Linux kernel mirror (for testing) git.kernel.org/pub/scm/linux/kernel/git/torvalds/linux.git
kernel os linux

crypto: x86/aes - Don't use %rbp as temporary register

When using the "aes-asm" implementation of AES (*not* the AES-NI
implementation) on an x86_64, v4.12-rc1 kernel with lockdep enabled, the
following warning was reported, along with a long unwinder dump:

WARNING: kernel stack regs at ffffc90000643558 in kworker/u4:2:155 has bad 'bp' value 000000000000001c

The problem is that aes_enc_block() and aes_dec_block() use %rbp as a
temporary register, which breaks stack traces if an interrupt occurs.

Fix this by replacing %rbp with %r9, which was being used to hold the
saved value of %rbp.
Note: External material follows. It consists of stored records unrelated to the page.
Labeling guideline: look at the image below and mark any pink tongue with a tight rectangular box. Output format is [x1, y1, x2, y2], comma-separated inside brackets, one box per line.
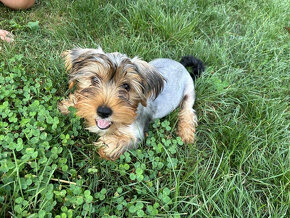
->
[97, 119, 111, 129]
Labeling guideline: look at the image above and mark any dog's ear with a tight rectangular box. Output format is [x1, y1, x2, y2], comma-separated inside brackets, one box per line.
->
[62, 47, 105, 89]
[62, 47, 105, 71]
[132, 58, 164, 107]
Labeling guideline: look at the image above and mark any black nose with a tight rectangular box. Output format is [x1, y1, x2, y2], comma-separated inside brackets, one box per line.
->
[97, 106, 113, 118]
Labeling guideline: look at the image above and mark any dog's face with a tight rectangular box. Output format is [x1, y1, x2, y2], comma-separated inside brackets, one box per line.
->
[63, 47, 164, 135]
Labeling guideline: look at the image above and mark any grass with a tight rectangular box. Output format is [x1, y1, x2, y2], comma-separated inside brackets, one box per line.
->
[0, 0, 289, 217]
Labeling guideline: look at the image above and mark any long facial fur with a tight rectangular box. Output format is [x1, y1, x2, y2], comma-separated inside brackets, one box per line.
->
[63, 47, 164, 134]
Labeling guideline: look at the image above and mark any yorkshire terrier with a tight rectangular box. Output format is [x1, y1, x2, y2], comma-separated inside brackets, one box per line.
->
[58, 47, 204, 160]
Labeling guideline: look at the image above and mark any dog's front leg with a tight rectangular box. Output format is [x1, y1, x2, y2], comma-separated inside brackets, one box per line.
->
[95, 133, 138, 161]
[58, 94, 77, 115]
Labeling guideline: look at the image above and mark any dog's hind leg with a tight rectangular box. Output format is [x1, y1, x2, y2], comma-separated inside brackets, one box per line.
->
[177, 85, 198, 144]
[177, 55, 204, 143]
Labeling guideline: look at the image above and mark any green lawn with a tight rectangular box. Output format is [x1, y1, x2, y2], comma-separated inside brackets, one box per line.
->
[0, 0, 289, 217]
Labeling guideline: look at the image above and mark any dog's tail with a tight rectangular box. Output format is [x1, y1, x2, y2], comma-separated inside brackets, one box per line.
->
[180, 55, 205, 80]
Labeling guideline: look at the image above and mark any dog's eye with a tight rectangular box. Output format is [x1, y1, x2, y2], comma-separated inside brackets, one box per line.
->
[121, 83, 130, 91]
[91, 76, 99, 85]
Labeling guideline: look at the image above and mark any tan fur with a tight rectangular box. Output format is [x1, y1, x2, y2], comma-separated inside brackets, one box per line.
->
[96, 130, 136, 160]
[177, 97, 198, 144]
[62, 50, 73, 71]
[58, 94, 77, 115]
[68, 81, 75, 90]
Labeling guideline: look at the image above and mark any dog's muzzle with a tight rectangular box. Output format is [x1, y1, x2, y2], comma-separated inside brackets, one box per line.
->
[96, 106, 112, 130]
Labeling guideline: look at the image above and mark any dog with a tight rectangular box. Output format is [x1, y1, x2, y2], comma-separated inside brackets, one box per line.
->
[58, 47, 204, 160]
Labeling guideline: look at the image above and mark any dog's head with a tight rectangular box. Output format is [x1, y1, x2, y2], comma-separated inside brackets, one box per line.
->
[63, 47, 164, 135]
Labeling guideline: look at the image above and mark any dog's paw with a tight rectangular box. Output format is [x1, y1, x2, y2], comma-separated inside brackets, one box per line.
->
[94, 139, 116, 160]
[58, 101, 70, 115]
[97, 146, 114, 160]
[58, 94, 77, 115]
[98, 145, 127, 161]
[95, 136, 134, 160]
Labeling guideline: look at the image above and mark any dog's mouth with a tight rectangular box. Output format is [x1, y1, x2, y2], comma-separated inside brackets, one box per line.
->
[96, 119, 112, 130]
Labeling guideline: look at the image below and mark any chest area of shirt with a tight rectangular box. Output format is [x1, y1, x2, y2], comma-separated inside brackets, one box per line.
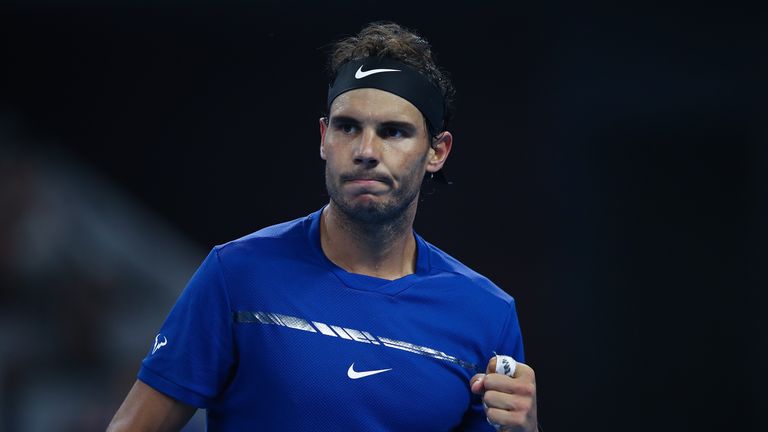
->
[229, 305, 477, 429]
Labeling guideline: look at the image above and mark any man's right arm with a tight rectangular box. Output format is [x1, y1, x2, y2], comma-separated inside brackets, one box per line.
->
[107, 379, 197, 432]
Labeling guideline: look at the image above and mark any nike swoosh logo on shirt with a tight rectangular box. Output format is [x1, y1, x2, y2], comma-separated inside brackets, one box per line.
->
[347, 363, 392, 379]
[355, 65, 401, 79]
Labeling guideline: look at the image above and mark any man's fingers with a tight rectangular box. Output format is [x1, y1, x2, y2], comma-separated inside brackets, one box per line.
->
[486, 406, 532, 431]
[487, 356, 534, 380]
[469, 373, 486, 394]
[484, 390, 534, 413]
[476, 357, 536, 397]
[483, 390, 516, 410]
[477, 357, 538, 431]
[482, 372, 536, 395]
[485, 407, 517, 428]
[511, 361, 536, 381]
[486, 355, 516, 377]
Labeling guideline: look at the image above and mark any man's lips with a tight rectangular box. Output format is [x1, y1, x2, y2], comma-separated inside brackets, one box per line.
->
[348, 179, 383, 185]
[340, 174, 392, 187]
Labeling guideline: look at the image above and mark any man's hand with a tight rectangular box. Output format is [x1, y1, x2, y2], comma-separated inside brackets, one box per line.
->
[469, 356, 538, 432]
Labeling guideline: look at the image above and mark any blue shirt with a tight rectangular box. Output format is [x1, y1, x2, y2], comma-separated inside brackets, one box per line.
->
[139, 208, 524, 431]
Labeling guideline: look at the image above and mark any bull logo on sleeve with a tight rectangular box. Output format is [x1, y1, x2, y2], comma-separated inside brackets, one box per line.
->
[152, 333, 168, 355]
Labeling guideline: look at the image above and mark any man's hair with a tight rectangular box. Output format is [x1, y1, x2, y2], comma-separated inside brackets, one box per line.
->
[327, 21, 455, 132]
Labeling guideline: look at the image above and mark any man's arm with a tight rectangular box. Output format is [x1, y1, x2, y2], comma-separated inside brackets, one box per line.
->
[107, 379, 197, 432]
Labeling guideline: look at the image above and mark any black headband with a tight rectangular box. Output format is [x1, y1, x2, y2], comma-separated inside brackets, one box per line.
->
[327, 58, 445, 135]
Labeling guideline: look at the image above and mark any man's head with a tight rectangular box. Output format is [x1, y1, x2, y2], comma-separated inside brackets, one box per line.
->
[320, 22, 454, 226]
[326, 21, 455, 134]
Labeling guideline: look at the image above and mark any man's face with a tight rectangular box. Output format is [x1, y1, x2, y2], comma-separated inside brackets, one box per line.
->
[320, 88, 439, 224]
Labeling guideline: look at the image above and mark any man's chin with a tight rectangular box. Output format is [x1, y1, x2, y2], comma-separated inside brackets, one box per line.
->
[335, 198, 399, 224]
[348, 203, 388, 219]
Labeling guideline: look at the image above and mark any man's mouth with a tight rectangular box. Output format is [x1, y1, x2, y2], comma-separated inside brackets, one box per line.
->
[341, 174, 392, 187]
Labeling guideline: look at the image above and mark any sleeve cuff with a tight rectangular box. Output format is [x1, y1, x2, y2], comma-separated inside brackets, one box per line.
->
[137, 365, 212, 409]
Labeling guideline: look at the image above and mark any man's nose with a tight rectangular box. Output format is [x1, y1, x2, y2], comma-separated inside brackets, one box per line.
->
[353, 128, 380, 168]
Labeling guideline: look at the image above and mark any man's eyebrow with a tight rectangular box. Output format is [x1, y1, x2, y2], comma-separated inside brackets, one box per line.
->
[379, 121, 417, 134]
[328, 115, 361, 126]
[329, 116, 419, 135]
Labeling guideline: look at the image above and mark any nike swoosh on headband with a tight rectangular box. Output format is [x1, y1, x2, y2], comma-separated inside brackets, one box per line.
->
[347, 363, 393, 379]
[355, 65, 401, 79]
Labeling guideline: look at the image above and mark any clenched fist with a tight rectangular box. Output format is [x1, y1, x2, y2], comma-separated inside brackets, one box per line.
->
[469, 355, 538, 432]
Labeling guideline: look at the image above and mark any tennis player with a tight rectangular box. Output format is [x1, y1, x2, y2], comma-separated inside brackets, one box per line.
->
[108, 21, 538, 431]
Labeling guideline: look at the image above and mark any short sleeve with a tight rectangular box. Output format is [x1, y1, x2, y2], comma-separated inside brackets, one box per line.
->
[138, 247, 235, 408]
[495, 299, 525, 363]
[456, 300, 526, 431]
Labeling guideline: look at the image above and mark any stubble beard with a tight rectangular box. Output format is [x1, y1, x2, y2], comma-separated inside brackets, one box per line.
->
[325, 165, 424, 230]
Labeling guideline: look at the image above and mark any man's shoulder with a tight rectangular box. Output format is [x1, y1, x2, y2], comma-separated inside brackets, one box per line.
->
[422, 239, 514, 304]
[213, 210, 319, 260]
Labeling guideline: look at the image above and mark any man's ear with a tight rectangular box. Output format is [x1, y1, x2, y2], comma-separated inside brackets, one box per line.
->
[426, 131, 453, 173]
[319, 117, 328, 160]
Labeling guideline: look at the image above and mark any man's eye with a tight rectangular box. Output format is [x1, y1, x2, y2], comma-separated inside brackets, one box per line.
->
[338, 124, 357, 134]
[383, 127, 404, 138]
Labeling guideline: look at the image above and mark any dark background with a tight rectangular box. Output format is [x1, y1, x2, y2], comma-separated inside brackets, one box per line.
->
[1, 1, 765, 431]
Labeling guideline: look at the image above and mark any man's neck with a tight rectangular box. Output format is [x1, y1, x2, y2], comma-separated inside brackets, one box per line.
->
[320, 201, 418, 280]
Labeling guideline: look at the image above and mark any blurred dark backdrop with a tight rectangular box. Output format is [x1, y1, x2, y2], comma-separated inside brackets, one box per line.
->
[1, 1, 765, 431]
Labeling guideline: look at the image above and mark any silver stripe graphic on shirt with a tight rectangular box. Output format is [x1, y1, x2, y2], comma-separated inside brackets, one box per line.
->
[312, 321, 338, 337]
[376, 336, 475, 370]
[330, 325, 353, 340]
[344, 327, 373, 344]
[235, 311, 316, 332]
[275, 314, 316, 332]
[234, 310, 477, 371]
[362, 331, 381, 345]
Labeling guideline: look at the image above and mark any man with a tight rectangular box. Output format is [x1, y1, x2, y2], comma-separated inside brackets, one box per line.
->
[109, 22, 538, 431]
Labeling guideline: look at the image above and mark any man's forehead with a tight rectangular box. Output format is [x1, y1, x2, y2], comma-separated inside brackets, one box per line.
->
[329, 88, 423, 123]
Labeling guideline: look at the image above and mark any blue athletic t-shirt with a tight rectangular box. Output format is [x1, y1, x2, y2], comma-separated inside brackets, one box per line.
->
[139, 207, 524, 431]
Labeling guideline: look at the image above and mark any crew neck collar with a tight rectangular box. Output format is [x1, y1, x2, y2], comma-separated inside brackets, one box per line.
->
[305, 207, 430, 296]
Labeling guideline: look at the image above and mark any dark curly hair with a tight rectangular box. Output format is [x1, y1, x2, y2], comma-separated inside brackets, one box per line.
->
[327, 21, 455, 132]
This required rearranging the AES round macro
slightly since %r9d cannot be used as the target of a move from %ah-%dh.

Performance is essentially unchanged --- actually about 0.2% faster than
before. Interestingly, I also measured aes-generic as being nearly 7%
faster than aes-asm, so perhaps aes-asm has outlived its usefulness...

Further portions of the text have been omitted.